Nelle cisti tiroidee semplici sintomatiche che non presentano separazioni complicate, possono essere drenate bene, ma continuano a riempirsi nonostante due o tre punture, l’ablazione con etanolo dovrebbe essere discussa con il paziente come terapia meno invasiva, economica ed efficace.

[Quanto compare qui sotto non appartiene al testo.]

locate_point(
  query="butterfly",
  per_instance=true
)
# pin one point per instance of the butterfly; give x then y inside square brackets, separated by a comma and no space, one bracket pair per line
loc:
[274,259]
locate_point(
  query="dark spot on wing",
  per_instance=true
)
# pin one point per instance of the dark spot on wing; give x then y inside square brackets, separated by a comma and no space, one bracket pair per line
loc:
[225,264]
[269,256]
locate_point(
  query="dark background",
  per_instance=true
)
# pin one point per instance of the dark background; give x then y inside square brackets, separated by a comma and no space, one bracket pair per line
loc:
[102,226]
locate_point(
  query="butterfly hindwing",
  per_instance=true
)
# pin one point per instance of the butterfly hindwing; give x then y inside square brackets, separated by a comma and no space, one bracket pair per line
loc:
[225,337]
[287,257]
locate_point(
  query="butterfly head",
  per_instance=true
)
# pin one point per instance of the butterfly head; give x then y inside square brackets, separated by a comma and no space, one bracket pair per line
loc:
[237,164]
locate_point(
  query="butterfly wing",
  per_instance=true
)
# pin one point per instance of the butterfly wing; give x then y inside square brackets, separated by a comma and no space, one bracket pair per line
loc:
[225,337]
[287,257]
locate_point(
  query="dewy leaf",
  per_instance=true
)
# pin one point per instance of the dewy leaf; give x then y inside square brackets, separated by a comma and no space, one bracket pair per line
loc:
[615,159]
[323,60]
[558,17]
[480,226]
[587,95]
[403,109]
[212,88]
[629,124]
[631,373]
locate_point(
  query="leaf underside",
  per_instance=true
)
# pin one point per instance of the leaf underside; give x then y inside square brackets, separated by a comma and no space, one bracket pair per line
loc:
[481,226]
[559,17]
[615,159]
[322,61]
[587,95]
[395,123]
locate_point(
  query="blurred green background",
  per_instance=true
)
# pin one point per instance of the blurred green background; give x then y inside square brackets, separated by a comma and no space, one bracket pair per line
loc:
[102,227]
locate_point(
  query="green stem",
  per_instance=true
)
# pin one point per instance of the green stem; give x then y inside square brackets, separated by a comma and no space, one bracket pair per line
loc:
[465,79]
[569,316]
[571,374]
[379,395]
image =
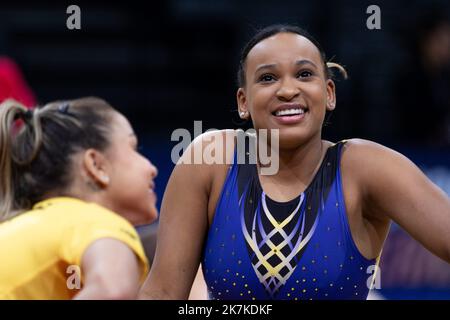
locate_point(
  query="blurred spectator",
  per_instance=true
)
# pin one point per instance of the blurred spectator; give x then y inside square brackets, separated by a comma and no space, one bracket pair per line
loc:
[421,98]
[13,85]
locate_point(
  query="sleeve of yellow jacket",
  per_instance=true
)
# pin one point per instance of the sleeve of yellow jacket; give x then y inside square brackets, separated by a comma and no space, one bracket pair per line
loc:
[93,222]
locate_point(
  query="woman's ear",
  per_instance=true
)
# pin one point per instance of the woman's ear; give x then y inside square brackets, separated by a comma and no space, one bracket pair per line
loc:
[331,95]
[96,164]
[242,104]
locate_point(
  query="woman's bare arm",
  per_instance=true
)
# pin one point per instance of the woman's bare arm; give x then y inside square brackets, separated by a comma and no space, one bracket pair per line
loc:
[394,187]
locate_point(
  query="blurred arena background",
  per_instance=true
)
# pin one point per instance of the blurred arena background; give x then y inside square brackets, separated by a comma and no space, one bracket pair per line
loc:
[169,63]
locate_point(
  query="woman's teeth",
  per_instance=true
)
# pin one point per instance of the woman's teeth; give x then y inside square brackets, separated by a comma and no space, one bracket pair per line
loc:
[289,112]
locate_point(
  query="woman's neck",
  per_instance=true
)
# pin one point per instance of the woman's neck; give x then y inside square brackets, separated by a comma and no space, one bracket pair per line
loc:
[300,163]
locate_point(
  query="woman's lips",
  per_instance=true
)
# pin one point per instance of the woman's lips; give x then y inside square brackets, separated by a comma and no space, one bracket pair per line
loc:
[290,119]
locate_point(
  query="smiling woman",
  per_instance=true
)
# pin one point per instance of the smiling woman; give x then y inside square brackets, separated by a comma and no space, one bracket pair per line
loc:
[315,228]
[72,184]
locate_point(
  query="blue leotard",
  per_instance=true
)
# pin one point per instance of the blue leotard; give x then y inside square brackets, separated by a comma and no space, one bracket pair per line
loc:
[258,248]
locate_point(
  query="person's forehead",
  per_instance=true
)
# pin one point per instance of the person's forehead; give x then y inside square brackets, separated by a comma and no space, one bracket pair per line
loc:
[283,47]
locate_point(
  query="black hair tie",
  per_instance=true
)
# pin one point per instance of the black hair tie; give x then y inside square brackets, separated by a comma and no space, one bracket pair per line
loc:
[28,115]
[64,108]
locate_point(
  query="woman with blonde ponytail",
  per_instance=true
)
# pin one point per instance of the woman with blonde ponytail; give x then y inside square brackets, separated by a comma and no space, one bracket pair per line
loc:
[72,185]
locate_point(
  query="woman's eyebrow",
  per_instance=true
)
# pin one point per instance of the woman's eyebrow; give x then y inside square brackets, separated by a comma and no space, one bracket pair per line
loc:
[265,66]
[273,65]
[305,61]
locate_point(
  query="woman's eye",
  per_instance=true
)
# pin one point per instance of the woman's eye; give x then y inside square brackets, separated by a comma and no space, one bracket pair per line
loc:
[305,74]
[266,78]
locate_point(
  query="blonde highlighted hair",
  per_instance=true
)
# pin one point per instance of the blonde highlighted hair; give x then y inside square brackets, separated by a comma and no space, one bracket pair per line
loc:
[36,159]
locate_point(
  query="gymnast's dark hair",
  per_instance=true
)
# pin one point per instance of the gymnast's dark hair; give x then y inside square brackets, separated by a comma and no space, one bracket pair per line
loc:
[36,159]
[280,28]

Infine, va ricordato che i noduli tiroidei asintomatici non sospetti vengono solitamente monitorati ecograficamente per un certo periodo di tempo, a seconda dei risultati EU-TIRADS ed eventualmente Bethesda. Durante et al. hanno concluso dalla loro osservazione prospettica multicentrica di 992 pazienti con 1567 noduli tiroidei senza fattori di rischio aggiuntivi che un anno dopo la diagnosi iniziale e in caso di costanza o diminuzione delle dimensioni (nell’85% dei casi) un nuovo controllo dopo (3-)5 anni è sufficiente [13].
Messaggi da portare a casa
- I noduli tiroidei sono frequenti e devono essere chiariti in modo strutturato (clinica, laboratorio, caratteristiche ecografiche, scintigrafia se necessario, FNP se necessario).
- I noduli tiroidei sono – se necessario – facilmente trattabili. A seconda dell’entità nodale, spesso ci sono diverse opzioni (follow-up ecografico, intervento chirurgico, terapia con radioiodio, termoablazione, ablazione con etanolo).
- I noduli tiroidei maligni sono rari. Il trattamento è curativo nella maggior parte dei casi, se diagnosticato in tempo.